Panic grips markets as hedge fund fears spread

PANIC GRIPPED the financial markets yesterday after rumours swept dealing rooms that Tiger, the giant hedge fund advised by Lady Thatcher, was in financial difficulty and having to liquidate a substantial part of its $40bn (pounds 24bn) portfolio to meet obligations.

Shares plunged around the world as the dollar recorded its steepest daily fall against the yen since 1971. Experienced dealers described conditions in the markets as the worst they had experienced.

The quarter-point cut in UK interest rates was widely seen by traders as "too little too late", and the FTSE 100 index dived 130 points to close at 4,698. Every major world market recorded a similar scale of loss. On Wall Street, the Dow Jones was more than 3 per cent down at 7,504. Nasdaq, the US hi-tech stock market, was 7 per cent down.

Among factors fuelling the market frenzy were:

r Disappointment that the quarter-point rate cut by the Bank of England was not bigger;

r Reports that New York-based Tiger Fund was having to liquidate positions wholesale to cover margin calls due on derivatives contracts, and of other smaller funds being late on margin calls. Tiger is the world's largest hedge fund with $20bn of capital;

r Rumours that continued losses at Long-Term Capital Management have used up a substantial proportion of the $3.75bn of new capital injected by the 14 banks, and that more money may now be needed;

r Fears of further big trading losses by investment banks - Salomon Smith Barney, whose merger with Citicorp was consummated yesterday, last night reported a net loss for the third quarter of $325m, including $700m bond arbitrage losses;

r Reports of credit lines to institutions judged to be high risk being cut.

The dollar fell from 111.16 to 123 yen at its worst. The central banks of Britain, Germany, the US and Japan were rumoured to be checking prices - the first stage towards active intervention in the currency markets.

Dealers said such volatility was "unprecedented", blaming the unwinding of dollar-yen positions by hedge funds. "It shows the power of the hedge funds," said Nic Stamenkovic at Bank Austria/ Creditanstalt Futures. "A few people have been hit for six. "

Some hedge funds have gambled large proportions of capital on the so- called yen carry trade. This involved borrowing in yen, taking advantage of the 0.25 per cent Japanese interest rate to fund speculative investment in US dollar bonds, particularly high-yielding ones.

Julian Robertson, who runs Tiger, told investors the fund lost 10 per cent of its value in September. An observer said that unless Mr Robertson had got out of his positions since then, he would now be facing losses of "$20bn or even $40bn".
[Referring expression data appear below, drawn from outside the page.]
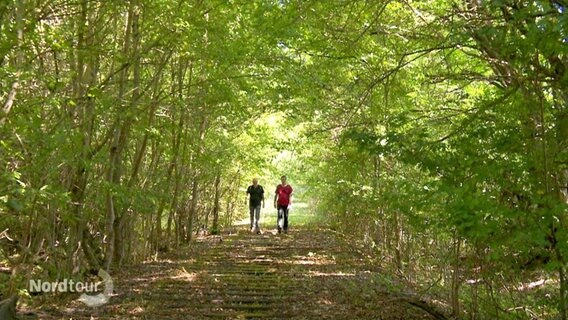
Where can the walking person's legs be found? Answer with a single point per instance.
(286, 219)
(279, 219)
(251, 212)
(257, 218)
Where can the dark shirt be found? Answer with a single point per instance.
(256, 195)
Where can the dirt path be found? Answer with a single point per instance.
(306, 274)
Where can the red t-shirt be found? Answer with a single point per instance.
(283, 193)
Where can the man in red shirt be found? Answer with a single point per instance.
(282, 201)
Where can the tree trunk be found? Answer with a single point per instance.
(215, 228)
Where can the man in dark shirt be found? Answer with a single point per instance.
(256, 197)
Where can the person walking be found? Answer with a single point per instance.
(255, 193)
(282, 203)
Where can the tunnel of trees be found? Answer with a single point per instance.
(433, 131)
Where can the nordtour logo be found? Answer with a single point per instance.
(87, 289)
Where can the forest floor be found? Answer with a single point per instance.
(308, 273)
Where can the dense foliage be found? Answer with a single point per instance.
(435, 131)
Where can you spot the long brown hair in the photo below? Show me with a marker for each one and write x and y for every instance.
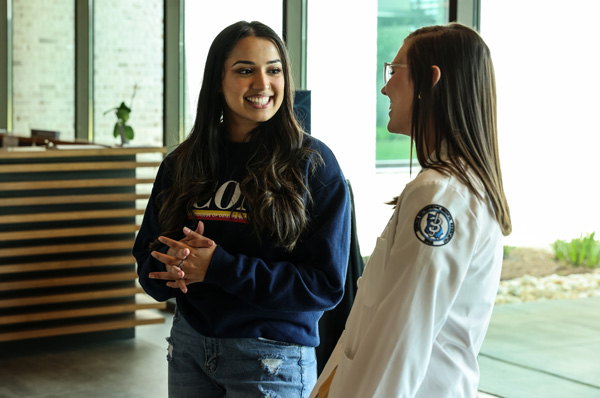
(275, 188)
(460, 109)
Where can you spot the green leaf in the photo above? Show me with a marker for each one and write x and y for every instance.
(123, 112)
(128, 132)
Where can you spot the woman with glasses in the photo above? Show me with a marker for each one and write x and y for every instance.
(248, 227)
(426, 296)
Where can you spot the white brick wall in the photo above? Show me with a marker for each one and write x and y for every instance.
(128, 50)
(43, 66)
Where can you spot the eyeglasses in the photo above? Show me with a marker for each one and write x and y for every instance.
(388, 70)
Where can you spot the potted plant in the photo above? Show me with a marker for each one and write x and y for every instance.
(122, 129)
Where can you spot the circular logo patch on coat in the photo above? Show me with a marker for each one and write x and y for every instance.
(434, 225)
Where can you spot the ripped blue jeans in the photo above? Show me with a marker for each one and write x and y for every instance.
(209, 367)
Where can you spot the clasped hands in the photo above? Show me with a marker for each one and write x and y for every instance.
(186, 261)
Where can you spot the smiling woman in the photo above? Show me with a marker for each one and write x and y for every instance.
(247, 227)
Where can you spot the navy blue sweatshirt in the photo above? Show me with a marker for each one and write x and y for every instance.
(253, 288)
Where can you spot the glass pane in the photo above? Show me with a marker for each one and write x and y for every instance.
(128, 67)
(395, 20)
(547, 115)
(44, 67)
(203, 21)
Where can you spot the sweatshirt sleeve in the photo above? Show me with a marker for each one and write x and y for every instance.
(149, 230)
(312, 277)
(407, 295)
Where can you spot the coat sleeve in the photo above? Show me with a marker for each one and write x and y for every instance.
(149, 230)
(407, 297)
(312, 277)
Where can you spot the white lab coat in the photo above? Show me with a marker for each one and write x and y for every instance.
(424, 301)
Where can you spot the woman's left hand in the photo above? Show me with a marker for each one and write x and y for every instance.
(197, 252)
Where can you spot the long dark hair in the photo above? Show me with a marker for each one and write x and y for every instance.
(460, 109)
(275, 189)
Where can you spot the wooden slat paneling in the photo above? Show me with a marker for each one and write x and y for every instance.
(67, 232)
(69, 297)
(79, 166)
(68, 220)
(69, 215)
(141, 302)
(67, 281)
(65, 264)
(63, 184)
(71, 199)
(65, 248)
(133, 320)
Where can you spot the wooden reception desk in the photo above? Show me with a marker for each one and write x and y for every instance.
(67, 226)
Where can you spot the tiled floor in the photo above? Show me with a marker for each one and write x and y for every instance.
(546, 349)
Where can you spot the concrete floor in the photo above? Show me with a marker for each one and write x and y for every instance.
(543, 349)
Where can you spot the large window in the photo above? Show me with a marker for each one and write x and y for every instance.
(545, 60)
(395, 20)
(128, 67)
(43, 67)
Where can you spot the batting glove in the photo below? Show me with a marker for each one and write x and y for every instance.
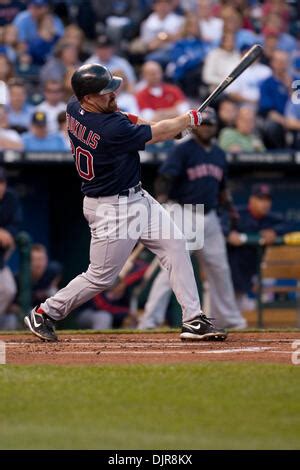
(195, 118)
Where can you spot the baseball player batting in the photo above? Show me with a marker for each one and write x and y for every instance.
(105, 144)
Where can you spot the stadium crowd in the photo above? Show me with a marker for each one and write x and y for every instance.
(170, 53)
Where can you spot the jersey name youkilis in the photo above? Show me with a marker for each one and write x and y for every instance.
(105, 148)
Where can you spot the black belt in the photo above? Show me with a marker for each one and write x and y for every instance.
(135, 189)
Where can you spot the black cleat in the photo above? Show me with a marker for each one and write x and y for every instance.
(201, 329)
(41, 325)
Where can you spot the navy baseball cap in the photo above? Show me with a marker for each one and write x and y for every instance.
(261, 190)
(2, 175)
(39, 118)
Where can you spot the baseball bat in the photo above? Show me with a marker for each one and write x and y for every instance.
(244, 63)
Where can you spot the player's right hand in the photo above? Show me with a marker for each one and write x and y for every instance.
(195, 118)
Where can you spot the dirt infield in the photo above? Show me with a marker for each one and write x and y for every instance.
(149, 348)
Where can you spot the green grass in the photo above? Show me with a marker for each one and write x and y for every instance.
(195, 406)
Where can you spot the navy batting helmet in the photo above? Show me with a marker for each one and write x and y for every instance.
(93, 78)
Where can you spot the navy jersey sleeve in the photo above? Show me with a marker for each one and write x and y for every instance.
(121, 134)
(174, 164)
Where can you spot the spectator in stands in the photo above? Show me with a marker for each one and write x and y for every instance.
(74, 35)
(19, 110)
(184, 58)
(10, 218)
(161, 28)
(27, 21)
(9, 10)
(242, 138)
(227, 113)
(53, 104)
(105, 55)
(274, 24)
(211, 27)
(292, 120)
(233, 23)
(220, 61)
(245, 89)
(274, 94)
(159, 100)
(6, 72)
(65, 58)
(38, 139)
(28, 71)
(9, 38)
(255, 218)
(45, 274)
(279, 8)
(40, 47)
(269, 47)
(63, 129)
(9, 138)
(126, 98)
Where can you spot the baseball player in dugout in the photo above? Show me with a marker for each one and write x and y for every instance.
(105, 144)
(195, 173)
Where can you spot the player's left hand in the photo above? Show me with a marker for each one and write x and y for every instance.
(195, 118)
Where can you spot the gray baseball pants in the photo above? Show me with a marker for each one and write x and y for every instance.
(117, 224)
(213, 258)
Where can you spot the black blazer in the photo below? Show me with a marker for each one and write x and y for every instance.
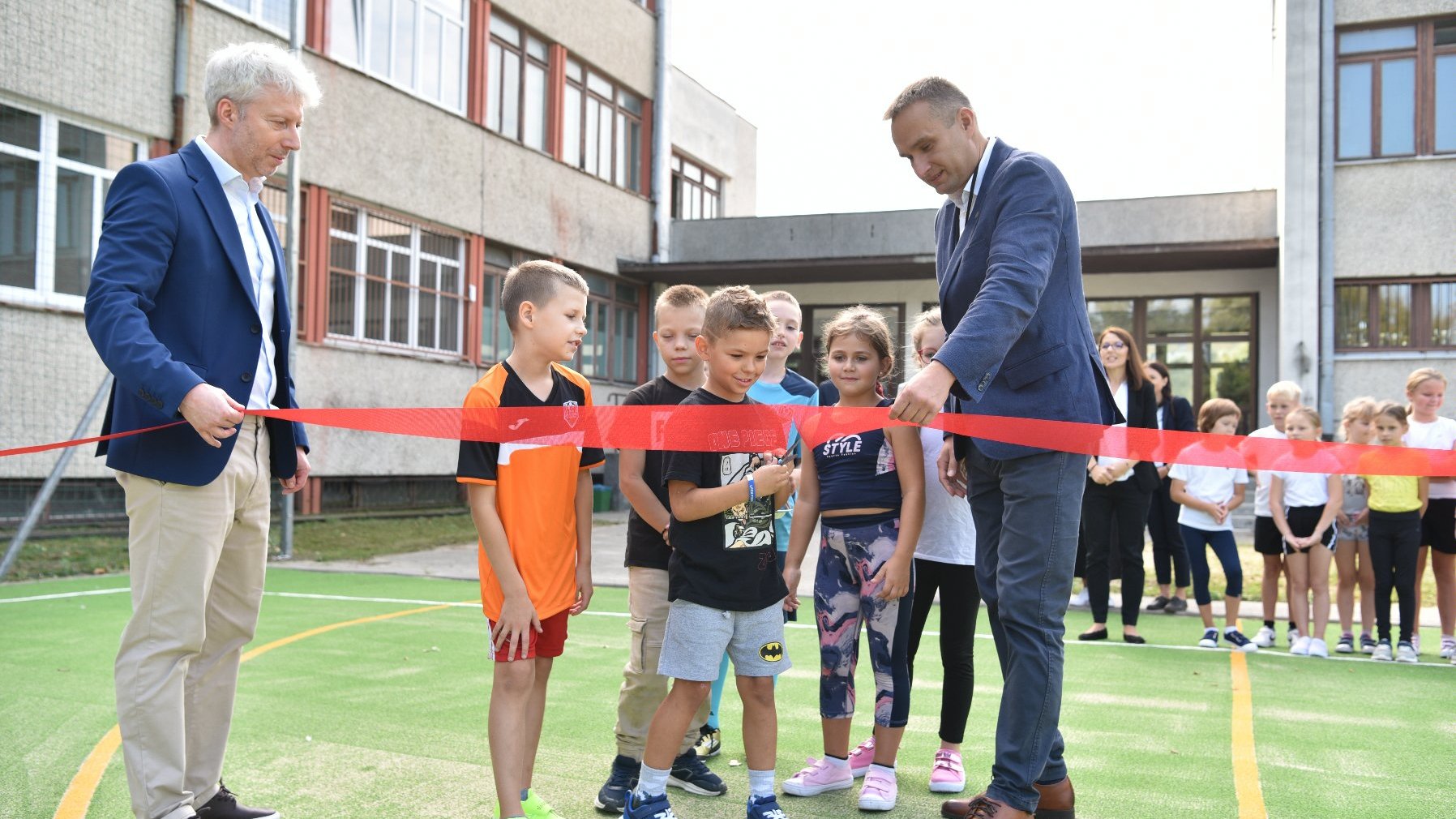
(1141, 411)
(1178, 416)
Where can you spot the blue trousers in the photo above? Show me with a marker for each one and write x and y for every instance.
(1225, 550)
(1027, 515)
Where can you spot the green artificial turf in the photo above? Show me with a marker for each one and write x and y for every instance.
(388, 718)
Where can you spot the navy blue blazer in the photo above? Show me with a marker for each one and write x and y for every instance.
(1011, 298)
(171, 305)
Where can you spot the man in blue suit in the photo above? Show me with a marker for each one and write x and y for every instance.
(188, 307)
(1008, 263)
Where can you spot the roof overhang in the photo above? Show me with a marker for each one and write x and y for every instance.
(1245, 254)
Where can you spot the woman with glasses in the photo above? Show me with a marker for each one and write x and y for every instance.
(1174, 413)
(945, 561)
(1114, 506)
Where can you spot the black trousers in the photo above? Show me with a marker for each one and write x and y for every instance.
(1121, 506)
(960, 603)
(1395, 541)
(1168, 547)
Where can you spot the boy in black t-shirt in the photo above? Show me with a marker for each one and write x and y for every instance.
(724, 585)
(679, 319)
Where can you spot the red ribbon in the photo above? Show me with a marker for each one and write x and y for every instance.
(764, 427)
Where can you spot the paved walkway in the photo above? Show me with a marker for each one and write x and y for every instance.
(609, 546)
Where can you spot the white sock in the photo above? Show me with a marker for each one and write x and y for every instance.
(760, 783)
(651, 782)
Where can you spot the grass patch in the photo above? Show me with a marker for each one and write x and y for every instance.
(321, 539)
(389, 718)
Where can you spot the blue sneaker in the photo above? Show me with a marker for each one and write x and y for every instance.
(612, 797)
(692, 774)
(641, 806)
(764, 808)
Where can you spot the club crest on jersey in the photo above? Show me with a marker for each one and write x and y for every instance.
(843, 445)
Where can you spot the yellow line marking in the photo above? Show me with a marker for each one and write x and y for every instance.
(84, 786)
(1245, 765)
(76, 800)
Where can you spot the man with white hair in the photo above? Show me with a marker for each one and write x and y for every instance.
(188, 308)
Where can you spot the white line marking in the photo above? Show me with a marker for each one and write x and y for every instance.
(66, 595)
(799, 625)
(347, 598)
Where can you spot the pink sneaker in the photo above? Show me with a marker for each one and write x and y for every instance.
(878, 791)
(817, 778)
(947, 774)
(863, 757)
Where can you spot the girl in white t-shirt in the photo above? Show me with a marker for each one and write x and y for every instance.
(1305, 499)
(945, 561)
(1209, 495)
(1426, 391)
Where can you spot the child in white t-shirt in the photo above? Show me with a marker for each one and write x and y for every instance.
(1426, 391)
(1305, 499)
(1207, 495)
(1278, 400)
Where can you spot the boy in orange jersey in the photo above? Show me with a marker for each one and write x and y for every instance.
(532, 508)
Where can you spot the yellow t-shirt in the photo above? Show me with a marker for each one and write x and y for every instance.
(1394, 493)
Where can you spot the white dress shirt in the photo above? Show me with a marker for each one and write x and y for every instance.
(242, 199)
(1120, 398)
(973, 187)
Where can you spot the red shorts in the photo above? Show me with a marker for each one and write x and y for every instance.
(549, 641)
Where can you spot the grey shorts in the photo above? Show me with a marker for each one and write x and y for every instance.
(696, 639)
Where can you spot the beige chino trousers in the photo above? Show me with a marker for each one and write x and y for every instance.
(642, 688)
(199, 557)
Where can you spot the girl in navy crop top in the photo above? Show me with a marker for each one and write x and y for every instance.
(870, 490)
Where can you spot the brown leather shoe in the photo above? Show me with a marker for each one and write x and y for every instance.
(980, 808)
(1056, 800)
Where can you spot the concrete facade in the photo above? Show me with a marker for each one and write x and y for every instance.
(370, 142)
(705, 126)
(1392, 217)
(1296, 338)
(373, 144)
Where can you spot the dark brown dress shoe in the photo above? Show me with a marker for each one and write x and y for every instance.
(225, 806)
(980, 806)
(1056, 800)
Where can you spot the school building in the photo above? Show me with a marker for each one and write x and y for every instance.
(460, 136)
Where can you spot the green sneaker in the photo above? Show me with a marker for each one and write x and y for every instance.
(537, 808)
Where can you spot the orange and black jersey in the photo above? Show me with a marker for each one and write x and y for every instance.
(535, 488)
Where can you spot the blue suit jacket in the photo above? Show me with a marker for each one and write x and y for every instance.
(1011, 298)
(171, 305)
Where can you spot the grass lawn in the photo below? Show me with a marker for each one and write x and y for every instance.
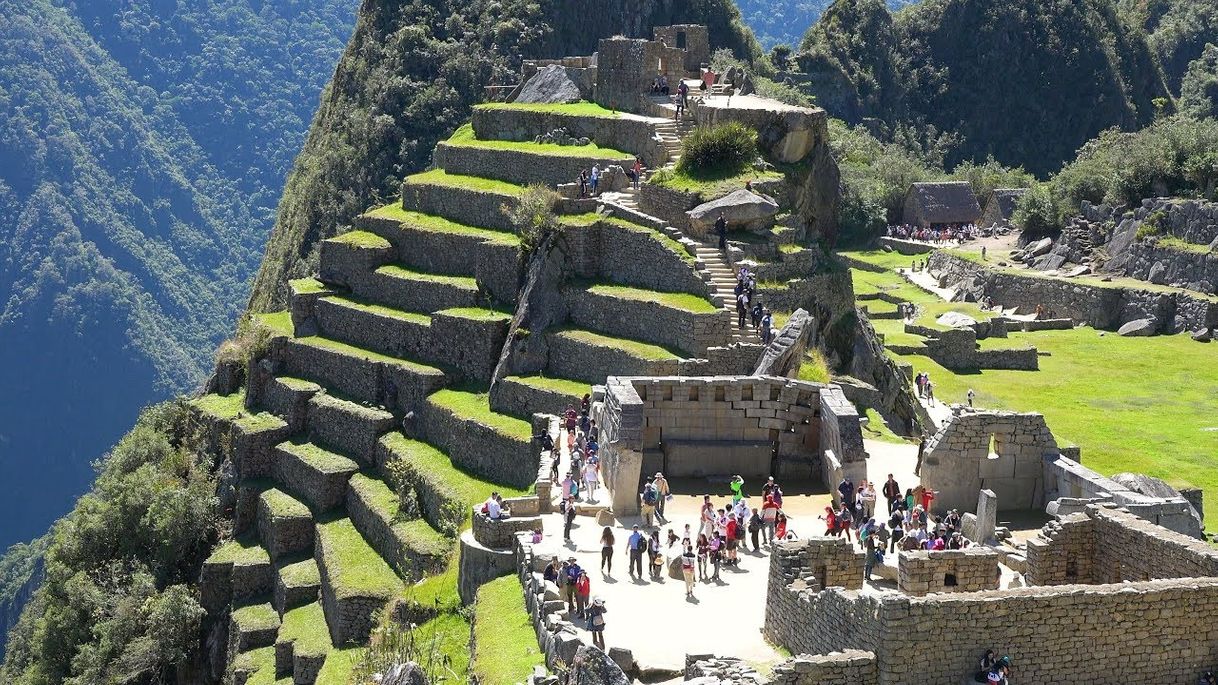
(685, 301)
(476, 406)
(581, 109)
(439, 224)
(440, 177)
(504, 644)
(714, 184)
(464, 137)
(1132, 404)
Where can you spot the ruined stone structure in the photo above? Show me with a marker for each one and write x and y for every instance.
(722, 425)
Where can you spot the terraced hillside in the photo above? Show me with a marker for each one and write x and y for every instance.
(397, 391)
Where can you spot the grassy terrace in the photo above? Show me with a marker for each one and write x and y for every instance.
(476, 406)
(437, 224)
(353, 567)
(683, 301)
(560, 385)
(713, 184)
(581, 109)
(464, 137)
(1094, 389)
(440, 177)
(635, 347)
(232, 407)
(506, 644)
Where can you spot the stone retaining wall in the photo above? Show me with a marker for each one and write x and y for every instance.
(625, 132)
(520, 167)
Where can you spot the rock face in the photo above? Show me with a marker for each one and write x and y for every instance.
(1141, 327)
(786, 351)
(549, 85)
(593, 667)
(742, 209)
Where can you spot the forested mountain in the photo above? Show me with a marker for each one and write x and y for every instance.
(411, 74)
(785, 21)
(143, 149)
(1024, 81)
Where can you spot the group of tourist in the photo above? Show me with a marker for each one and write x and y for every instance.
(934, 234)
(749, 310)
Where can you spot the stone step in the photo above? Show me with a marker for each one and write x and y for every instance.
(356, 582)
(411, 546)
(317, 475)
(362, 374)
(350, 428)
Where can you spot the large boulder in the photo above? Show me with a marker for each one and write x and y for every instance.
(593, 667)
(742, 209)
(549, 85)
(1135, 328)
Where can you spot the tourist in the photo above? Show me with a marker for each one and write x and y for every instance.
(635, 546)
(892, 493)
(663, 494)
(582, 592)
(591, 478)
(770, 517)
(597, 623)
(755, 529)
(607, 541)
(687, 560)
(568, 522)
(571, 572)
(654, 558)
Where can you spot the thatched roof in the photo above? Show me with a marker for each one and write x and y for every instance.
(1005, 199)
(943, 202)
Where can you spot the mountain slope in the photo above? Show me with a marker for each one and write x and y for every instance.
(409, 77)
(140, 157)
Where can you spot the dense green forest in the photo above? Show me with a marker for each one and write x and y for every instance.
(143, 150)
(409, 77)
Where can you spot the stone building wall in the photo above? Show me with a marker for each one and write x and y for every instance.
(957, 462)
(625, 132)
(948, 571)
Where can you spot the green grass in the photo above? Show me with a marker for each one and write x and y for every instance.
(563, 386)
(353, 567)
(319, 458)
(307, 629)
(476, 313)
(380, 310)
(581, 109)
(476, 406)
(714, 184)
(683, 301)
(439, 224)
(464, 137)
(440, 177)
(284, 505)
(1143, 405)
(242, 551)
(232, 407)
(504, 644)
(635, 347)
(396, 271)
(362, 239)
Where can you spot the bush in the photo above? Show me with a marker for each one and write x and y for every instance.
(718, 149)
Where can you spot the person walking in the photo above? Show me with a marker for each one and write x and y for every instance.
(607, 541)
(635, 546)
(597, 623)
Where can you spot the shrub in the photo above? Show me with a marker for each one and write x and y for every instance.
(719, 149)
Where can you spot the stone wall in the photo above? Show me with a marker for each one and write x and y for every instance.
(999, 451)
(519, 166)
(948, 571)
(1105, 307)
(624, 132)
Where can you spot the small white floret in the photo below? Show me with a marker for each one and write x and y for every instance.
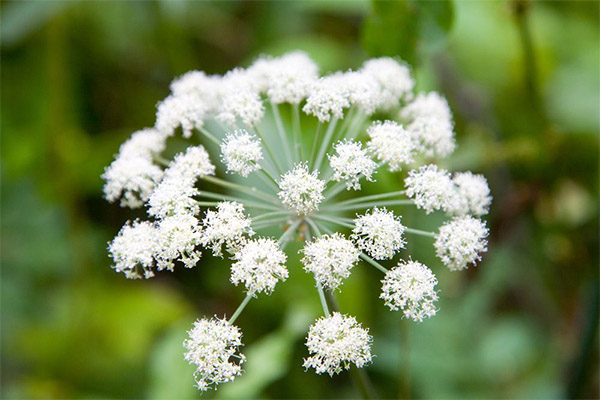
(213, 347)
(410, 287)
(335, 342)
(330, 259)
(379, 233)
(241, 152)
(460, 242)
(350, 163)
(300, 190)
(228, 226)
(260, 264)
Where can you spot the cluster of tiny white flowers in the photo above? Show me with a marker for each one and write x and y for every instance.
(301, 191)
(241, 152)
(379, 233)
(363, 119)
(391, 144)
(350, 163)
(335, 342)
(228, 226)
(410, 287)
(460, 242)
(213, 347)
(330, 259)
(260, 265)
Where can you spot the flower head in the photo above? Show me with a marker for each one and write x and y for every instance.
(213, 347)
(335, 342)
(300, 190)
(460, 242)
(330, 259)
(260, 265)
(241, 152)
(379, 233)
(432, 189)
(350, 163)
(410, 287)
(391, 144)
(226, 226)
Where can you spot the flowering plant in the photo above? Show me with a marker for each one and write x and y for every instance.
(260, 119)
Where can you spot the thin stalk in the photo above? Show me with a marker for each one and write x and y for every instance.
(325, 143)
(420, 232)
(297, 131)
(250, 190)
(268, 148)
(373, 263)
(239, 309)
(282, 135)
(369, 205)
(210, 136)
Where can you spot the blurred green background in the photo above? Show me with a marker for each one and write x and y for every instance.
(522, 79)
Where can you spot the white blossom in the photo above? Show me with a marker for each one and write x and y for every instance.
(174, 194)
(241, 152)
(410, 287)
(185, 111)
(335, 342)
(394, 80)
(473, 193)
(178, 238)
(350, 163)
(430, 120)
(379, 233)
(213, 347)
(134, 248)
(300, 190)
(330, 259)
(432, 189)
(460, 242)
(391, 144)
(228, 226)
(260, 265)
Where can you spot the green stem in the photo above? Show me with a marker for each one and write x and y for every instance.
(239, 309)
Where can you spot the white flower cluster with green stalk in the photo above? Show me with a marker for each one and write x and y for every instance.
(295, 148)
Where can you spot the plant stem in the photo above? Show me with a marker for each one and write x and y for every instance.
(239, 309)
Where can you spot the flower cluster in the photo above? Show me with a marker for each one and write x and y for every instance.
(297, 149)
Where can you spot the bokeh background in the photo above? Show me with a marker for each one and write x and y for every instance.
(522, 79)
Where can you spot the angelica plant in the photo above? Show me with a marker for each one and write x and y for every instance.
(295, 150)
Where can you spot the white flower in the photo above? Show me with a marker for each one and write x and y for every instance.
(330, 259)
(379, 233)
(241, 152)
(260, 265)
(430, 120)
(336, 342)
(391, 144)
(473, 193)
(240, 100)
(328, 98)
(410, 287)
(350, 163)
(213, 347)
(460, 242)
(178, 238)
(431, 189)
(286, 79)
(226, 226)
(135, 246)
(185, 111)
(301, 191)
(394, 80)
(174, 194)
(206, 88)
(132, 179)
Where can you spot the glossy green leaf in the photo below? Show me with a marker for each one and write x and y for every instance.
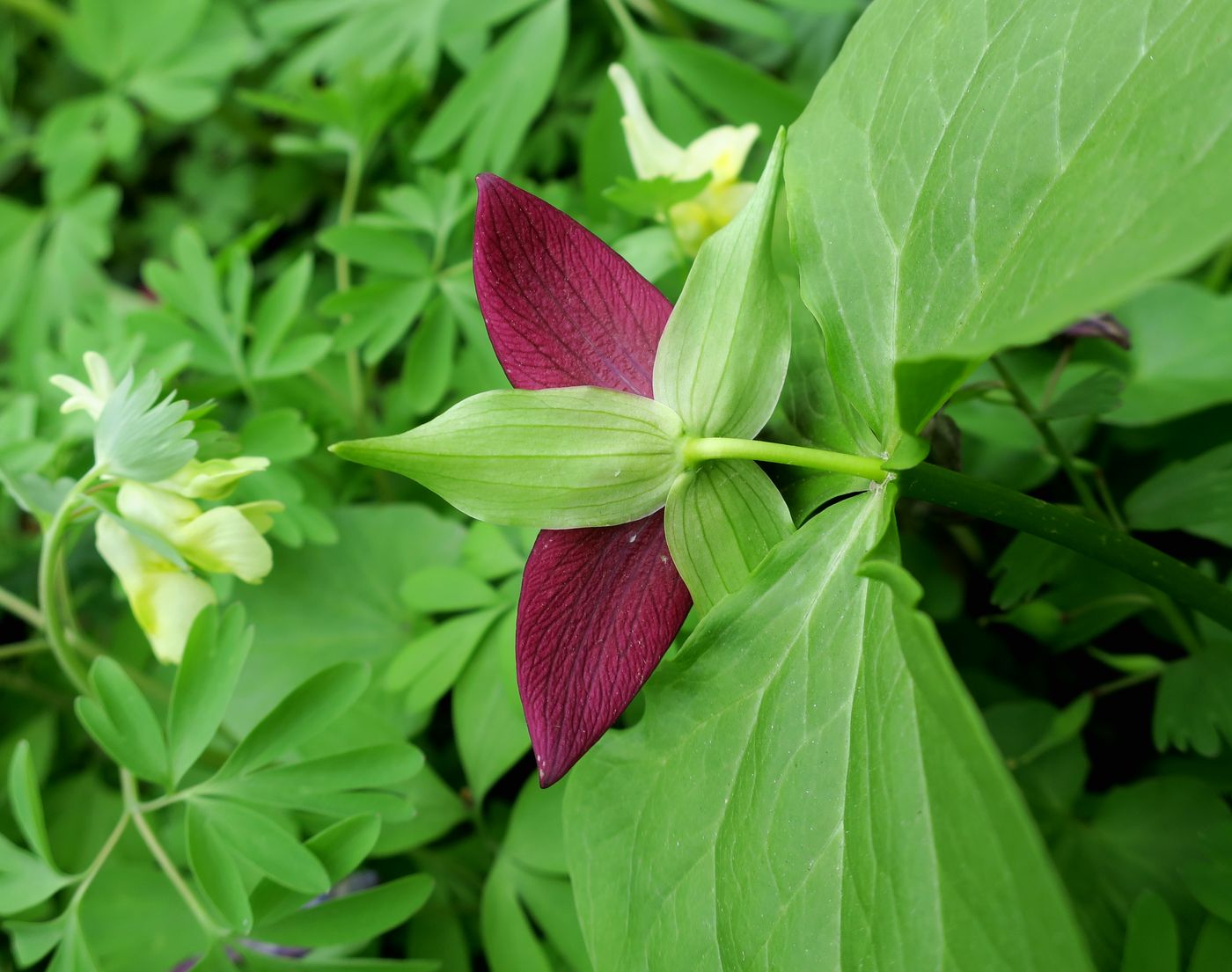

A Tiger spokesman dismissed reports the fund was in difficulty or had failed to meet margin calls. "Tiger is operating normally," he said. He insisted that unlike LTCM, which was caught out by a sharp correction in bond markets, Tiger invests partly in shares and is only three times leveraged, against 40 times for LTCM.

Despite attempts to reassure the markets, it is still widely believed that there are two or three hedge funds in the $100m to $1bn category which may be about to go under.